At least the kills are decent. After yesterday’s ode to off-screen carnage, it was nice to see a movie that breaks up its monotony with a scalping, a few impalements, a beheading… nothing that would make you forget the kills in Hatchet or anything Savini’s ever done, but reasonably well staged and bloody, and pretty much the only highlight the movie really offers. It’s funny though – yesterday’s movie was shot in 3D and had no reason to be – THIS one might have been a bit more enjoyable with the gimmick enabled. Even as a convert, it would at least make up for the nonsensical background/foreground separation, and it actually had some on-screen action. Not to mention depth in the rare bits of non violent action, such as when our remaining heroes have to cross a bottomless (?) pit via a bunch of swinging chains (you can see why I thought this was all a video game) – it would have added to the “thrill” with seeing the chains in different spaces along the Z axis. But alas, no.
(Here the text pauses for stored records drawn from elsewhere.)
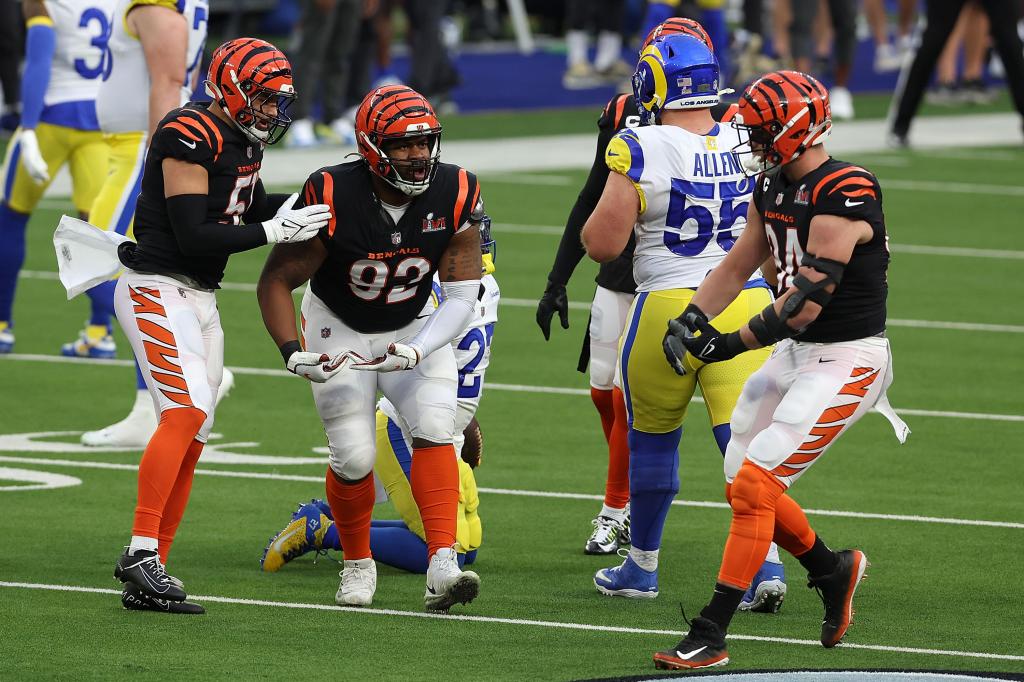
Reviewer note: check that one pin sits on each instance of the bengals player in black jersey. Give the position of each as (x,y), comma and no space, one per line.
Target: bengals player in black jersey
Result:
(201,182)
(821,220)
(368,324)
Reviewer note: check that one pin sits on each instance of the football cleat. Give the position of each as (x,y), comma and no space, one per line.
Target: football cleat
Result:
(133,599)
(608,536)
(627,580)
(446,584)
(144,569)
(304,534)
(358,582)
(90,344)
(767,590)
(704,646)
(837,591)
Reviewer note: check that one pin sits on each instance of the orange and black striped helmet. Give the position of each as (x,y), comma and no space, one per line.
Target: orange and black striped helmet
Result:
(675,26)
(252,81)
(784,113)
(389,114)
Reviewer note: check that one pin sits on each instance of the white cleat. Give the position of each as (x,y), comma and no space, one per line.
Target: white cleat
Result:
(446,584)
(132,431)
(358,582)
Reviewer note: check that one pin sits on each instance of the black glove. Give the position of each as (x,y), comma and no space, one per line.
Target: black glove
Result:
(554,298)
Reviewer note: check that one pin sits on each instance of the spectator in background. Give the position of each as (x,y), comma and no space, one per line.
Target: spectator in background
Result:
(323,44)
(942,16)
(608,65)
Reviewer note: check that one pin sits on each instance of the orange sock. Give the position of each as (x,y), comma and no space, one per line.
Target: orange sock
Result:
(435,485)
(161,463)
(754,495)
(793,531)
(604,401)
(175,507)
(352,508)
(616,487)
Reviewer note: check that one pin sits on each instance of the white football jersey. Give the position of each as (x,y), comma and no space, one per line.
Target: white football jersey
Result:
(123,103)
(693,201)
(80,57)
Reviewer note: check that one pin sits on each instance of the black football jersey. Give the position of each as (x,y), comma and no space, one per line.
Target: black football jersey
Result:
(378,274)
(231,161)
(857,308)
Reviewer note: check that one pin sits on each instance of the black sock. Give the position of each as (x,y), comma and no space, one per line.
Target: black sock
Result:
(722,605)
(819,560)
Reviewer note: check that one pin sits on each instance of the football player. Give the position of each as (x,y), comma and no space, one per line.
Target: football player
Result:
(680,246)
(820,219)
(66,60)
(401,544)
(201,200)
(406,216)
(155,55)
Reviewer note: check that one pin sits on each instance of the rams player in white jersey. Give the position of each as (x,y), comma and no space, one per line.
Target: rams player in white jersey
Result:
(684,189)
(401,543)
(157,52)
(66,59)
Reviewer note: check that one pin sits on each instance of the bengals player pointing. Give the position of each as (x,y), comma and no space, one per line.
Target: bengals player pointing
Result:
(403,216)
(201,182)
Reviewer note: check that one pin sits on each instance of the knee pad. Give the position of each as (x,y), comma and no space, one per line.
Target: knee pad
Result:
(654,462)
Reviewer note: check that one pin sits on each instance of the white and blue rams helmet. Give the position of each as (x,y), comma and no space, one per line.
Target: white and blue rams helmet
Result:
(675,72)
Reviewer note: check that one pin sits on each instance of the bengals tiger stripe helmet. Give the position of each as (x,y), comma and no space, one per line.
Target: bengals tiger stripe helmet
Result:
(678,25)
(393,113)
(252,81)
(784,114)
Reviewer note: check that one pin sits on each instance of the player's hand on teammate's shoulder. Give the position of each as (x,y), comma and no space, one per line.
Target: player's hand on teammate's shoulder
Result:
(292,224)
(398,356)
(553,300)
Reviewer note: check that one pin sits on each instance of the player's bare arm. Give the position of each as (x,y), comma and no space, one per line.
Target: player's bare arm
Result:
(607,229)
(164,35)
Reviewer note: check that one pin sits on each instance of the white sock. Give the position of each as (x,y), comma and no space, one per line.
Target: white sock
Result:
(611,512)
(609,48)
(141,542)
(644,559)
(576,47)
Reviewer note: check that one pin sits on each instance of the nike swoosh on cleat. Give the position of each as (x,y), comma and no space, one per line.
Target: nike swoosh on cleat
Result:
(687,656)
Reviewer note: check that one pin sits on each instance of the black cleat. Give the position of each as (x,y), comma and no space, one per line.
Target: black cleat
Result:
(145,570)
(704,646)
(133,599)
(836,591)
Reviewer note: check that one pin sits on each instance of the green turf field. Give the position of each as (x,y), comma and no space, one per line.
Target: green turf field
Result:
(940,517)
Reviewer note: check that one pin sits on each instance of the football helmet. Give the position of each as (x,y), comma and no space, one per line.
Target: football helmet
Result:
(783,114)
(675,72)
(392,113)
(675,26)
(252,81)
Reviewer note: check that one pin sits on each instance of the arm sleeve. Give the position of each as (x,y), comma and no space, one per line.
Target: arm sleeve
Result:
(570,250)
(40,44)
(198,238)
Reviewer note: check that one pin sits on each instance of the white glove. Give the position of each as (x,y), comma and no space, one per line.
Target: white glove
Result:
(292,224)
(318,368)
(32,158)
(398,356)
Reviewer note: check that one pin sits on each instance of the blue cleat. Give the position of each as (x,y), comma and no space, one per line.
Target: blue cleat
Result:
(628,580)
(303,534)
(767,590)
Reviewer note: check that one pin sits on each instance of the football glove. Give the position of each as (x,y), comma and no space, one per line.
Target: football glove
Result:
(554,299)
(32,158)
(296,224)
(318,368)
(398,356)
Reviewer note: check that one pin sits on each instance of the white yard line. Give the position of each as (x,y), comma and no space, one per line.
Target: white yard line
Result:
(518,622)
(263,475)
(523,388)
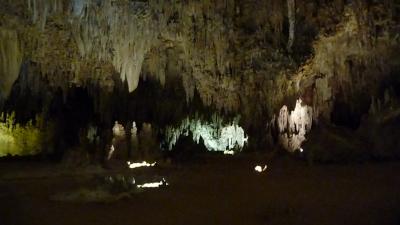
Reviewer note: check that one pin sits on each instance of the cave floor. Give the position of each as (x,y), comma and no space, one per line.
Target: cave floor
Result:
(211,190)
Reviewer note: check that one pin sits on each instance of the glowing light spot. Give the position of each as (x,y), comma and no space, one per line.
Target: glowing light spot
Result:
(141,164)
(163,182)
(229,152)
(112,149)
(260,169)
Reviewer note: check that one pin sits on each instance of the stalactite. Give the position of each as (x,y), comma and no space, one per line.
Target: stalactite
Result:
(291,4)
(10,60)
(217,135)
(293,126)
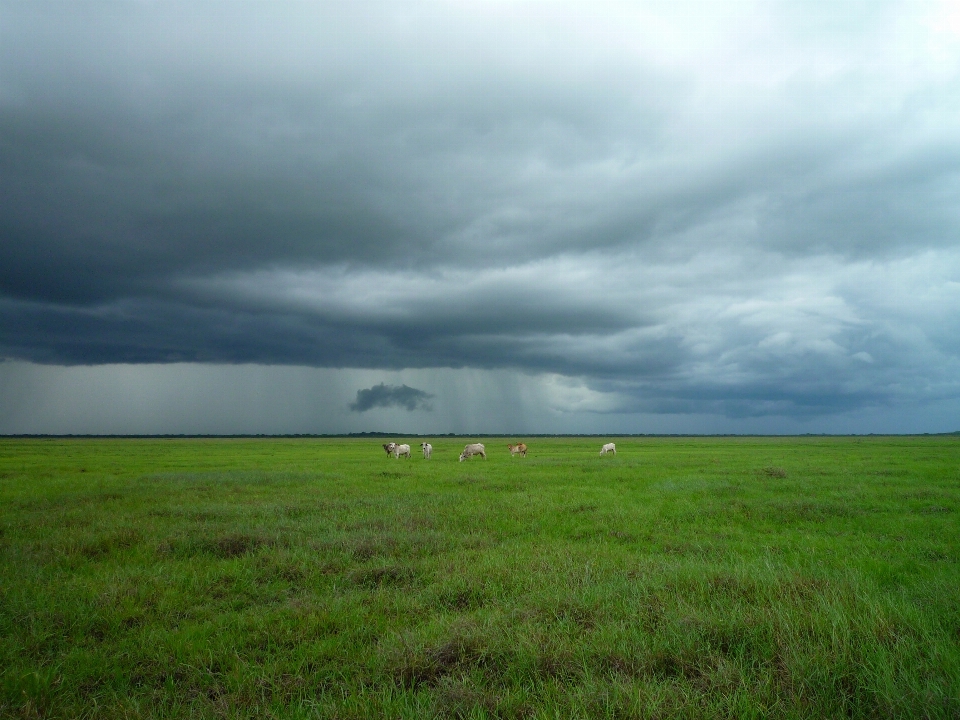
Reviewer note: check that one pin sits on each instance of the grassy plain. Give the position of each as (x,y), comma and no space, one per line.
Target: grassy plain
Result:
(707,577)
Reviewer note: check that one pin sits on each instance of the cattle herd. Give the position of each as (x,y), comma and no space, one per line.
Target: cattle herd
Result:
(472,449)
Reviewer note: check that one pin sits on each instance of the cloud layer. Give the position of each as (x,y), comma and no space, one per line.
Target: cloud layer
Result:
(737,209)
(385,396)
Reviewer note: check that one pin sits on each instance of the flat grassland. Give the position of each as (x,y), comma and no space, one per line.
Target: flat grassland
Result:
(685,577)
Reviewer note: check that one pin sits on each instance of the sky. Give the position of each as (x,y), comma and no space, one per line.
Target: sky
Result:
(470,217)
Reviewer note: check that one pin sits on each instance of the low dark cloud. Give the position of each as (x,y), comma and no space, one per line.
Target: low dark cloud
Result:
(747,216)
(385,396)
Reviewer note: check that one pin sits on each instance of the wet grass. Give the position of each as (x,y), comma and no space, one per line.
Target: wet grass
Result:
(762,577)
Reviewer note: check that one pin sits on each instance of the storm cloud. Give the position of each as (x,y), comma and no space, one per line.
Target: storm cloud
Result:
(736,209)
(384,396)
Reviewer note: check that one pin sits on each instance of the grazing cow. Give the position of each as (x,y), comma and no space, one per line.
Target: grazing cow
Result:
(518,449)
(473,449)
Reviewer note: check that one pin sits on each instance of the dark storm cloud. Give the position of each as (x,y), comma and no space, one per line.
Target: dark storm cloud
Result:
(385,396)
(700,208)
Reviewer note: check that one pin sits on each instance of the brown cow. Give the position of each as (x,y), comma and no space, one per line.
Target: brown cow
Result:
(518,449)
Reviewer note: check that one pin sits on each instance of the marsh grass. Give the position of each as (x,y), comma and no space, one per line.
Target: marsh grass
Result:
(318,578)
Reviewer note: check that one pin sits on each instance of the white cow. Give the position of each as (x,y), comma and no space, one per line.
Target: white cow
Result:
(473,449)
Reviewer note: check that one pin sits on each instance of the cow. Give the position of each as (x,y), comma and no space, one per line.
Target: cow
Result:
(473,449)
(518,449)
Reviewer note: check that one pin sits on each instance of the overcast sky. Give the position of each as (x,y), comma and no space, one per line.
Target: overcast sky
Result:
(480,217)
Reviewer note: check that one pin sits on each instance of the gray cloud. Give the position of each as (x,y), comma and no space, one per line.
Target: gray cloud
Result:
(755,212)
(385,396)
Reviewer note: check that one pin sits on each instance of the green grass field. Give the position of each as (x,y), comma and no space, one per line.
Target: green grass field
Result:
(708,577)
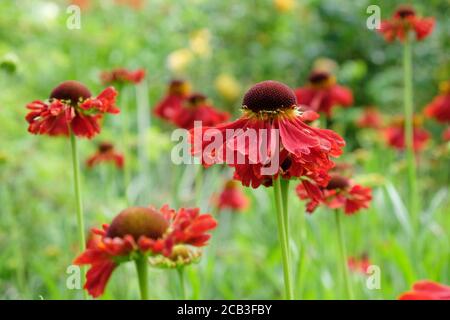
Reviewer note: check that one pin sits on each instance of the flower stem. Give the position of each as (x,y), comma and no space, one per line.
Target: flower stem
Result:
(78,197)
(409,131)
(142,271)
(285,201)
(343,255)
(124,126)
(77,187)
(199,185)
(282,238)
(180,272)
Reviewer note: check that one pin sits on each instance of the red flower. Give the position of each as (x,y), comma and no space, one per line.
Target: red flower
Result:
(370,118)
(71,106)
(322,93)
(446,134)
(232,197)
(403,21)
(177,93)
(269,140)
(106,153)
(122,76)
(140,231)
(359,264)
(427,290)
(196,108)
(439,108)
(340,193)
(395,134)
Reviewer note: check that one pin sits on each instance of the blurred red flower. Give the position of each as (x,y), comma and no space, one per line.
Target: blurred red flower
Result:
(446,134)
(232,197)
(340,193)
(122,76)
(359,264)
(140,231)
(322,93)
(197,108)
(300,150)
(106,153)
(427,290)
(71,108)
(403,21)
(395,134)
(370,118)
(439,108)
(177,93)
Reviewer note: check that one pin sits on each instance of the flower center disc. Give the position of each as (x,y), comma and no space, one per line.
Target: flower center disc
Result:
(137,222)
(72,91)
(105,147)
(269,96)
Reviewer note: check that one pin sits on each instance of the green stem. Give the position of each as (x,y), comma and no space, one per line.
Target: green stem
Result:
(282,238)
(142,271)
(285,201)
(180,272)
(199,185)
(126,152)
(77,187)
(409,131)
(78,198)
(343,255)
(302,254)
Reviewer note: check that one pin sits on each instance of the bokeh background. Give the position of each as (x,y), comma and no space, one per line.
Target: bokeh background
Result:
(222,48)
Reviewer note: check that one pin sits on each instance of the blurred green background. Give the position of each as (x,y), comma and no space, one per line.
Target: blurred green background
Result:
(221,47)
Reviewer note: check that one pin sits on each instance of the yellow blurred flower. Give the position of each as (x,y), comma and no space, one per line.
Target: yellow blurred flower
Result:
(179,60)
(284,5)
(199,42)
(227,86)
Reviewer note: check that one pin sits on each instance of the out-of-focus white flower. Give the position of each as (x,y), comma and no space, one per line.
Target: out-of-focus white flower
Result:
(200,42)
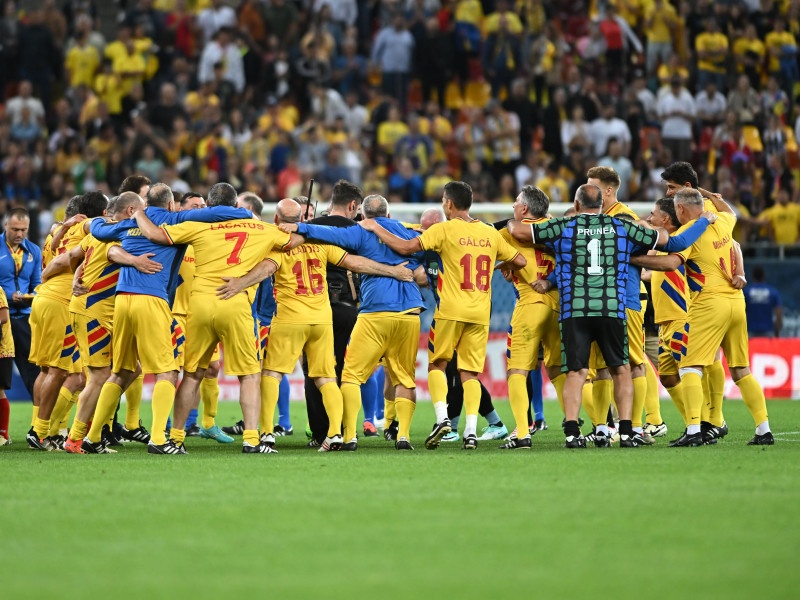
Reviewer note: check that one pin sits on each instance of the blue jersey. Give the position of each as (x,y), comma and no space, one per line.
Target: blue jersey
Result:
(164,283)
(377,293)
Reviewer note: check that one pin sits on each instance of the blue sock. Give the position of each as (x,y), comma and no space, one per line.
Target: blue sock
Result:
(493,418)
(369,398)
(192,418)
(537,399)
(283,404)
(380,378)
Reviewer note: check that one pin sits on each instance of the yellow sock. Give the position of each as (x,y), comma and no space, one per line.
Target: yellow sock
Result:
(250,436)
(133,401)
(209,394)
(163,399)
(716,388)
(437,387)
(106,404)
(63,404)
(587,400)
(78,430)
(518,399)
(558,383)
(676,393)
(351,398)
(270,390)
(652,404)
(334,406)
(472,397)
(405,412)
(41,427)
(639,393)
(753,397)
(692,397)
(602,396)
(389,412)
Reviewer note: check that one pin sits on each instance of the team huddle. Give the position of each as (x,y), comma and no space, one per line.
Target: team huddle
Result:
(139,285)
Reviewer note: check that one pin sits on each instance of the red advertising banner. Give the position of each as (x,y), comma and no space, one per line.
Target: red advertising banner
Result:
(774,362)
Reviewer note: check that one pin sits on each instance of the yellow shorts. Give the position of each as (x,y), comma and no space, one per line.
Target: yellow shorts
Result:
(672,338)
(94,340)
(635,320)
(179,332)
(468,339)
(144,331)
(532,325)
(53,342)
(288,341)
(716,321)
(212,320)
(383,334)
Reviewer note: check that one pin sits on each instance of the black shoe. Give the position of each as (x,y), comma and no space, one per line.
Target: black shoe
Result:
(140,434)
(601,440)
(169,447)
(687,441)
(470,442)
(437,433)
(261,448)
(237,429)
(403,444)
(517,444)
(281,431)
(762,440)
(575,441)
(390,433)
(193,431)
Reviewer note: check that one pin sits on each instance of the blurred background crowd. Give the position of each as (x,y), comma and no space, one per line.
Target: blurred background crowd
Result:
(401,96)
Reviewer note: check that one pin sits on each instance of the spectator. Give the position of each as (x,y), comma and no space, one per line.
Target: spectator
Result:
(677,110)
(763,307)
(20,275)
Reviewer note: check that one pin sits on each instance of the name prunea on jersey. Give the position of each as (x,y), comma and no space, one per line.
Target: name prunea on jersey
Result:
(596,230)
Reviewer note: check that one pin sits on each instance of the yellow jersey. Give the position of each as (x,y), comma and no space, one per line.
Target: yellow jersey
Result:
(301,284)
(185,278)
(541,262)
(60,287)
(227,249)
(711,260)
(6,339)
(467,253)
(100,275)
(785,221)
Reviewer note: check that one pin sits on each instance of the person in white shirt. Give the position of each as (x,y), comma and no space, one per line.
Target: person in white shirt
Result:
(677,111)
(608,125)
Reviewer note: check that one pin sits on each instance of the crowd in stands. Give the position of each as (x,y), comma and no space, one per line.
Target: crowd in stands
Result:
(401,96)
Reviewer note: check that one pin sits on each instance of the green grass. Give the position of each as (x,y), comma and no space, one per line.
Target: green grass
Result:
(719,522)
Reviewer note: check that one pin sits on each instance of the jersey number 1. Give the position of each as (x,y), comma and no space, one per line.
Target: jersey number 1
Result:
(483,273)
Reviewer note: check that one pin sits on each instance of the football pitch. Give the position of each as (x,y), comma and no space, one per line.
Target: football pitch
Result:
(716,522)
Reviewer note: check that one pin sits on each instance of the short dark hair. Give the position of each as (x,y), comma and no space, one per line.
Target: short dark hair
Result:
(681,172)
(133,183)
(93,204)
(667,205)
(345,192)
(589,196)
(459,193)
(222,194)
(536,200)
(159,195)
As the credits rolled, I noticed that Maxwell had a crew of maybe 4-5 other folks for pretty much every other important role on the set and in post (at least, the ones he didn’t do himself). It’s an ambitious film for that small of a crew, and I laud them for even getting it finished – but there’s a reason that most movies have dedicated crew members for each major role instead of wearing five or six hats each: they can focus on doing the best possible job on that task, instead of dividing their energy among several. Granted, in a small independent-ish production, that might not always be possible, but just because they were able to do this with a small crew doesn’t magically make the movie that more enjoyable or satisfying.
What say you?
P.S. One of the few credits not attributed to the core team was for a behind the scenes documentary – it’s not on the DVD, however. A pity; the film itself is junk but I would love to watch how it came together with such a small group.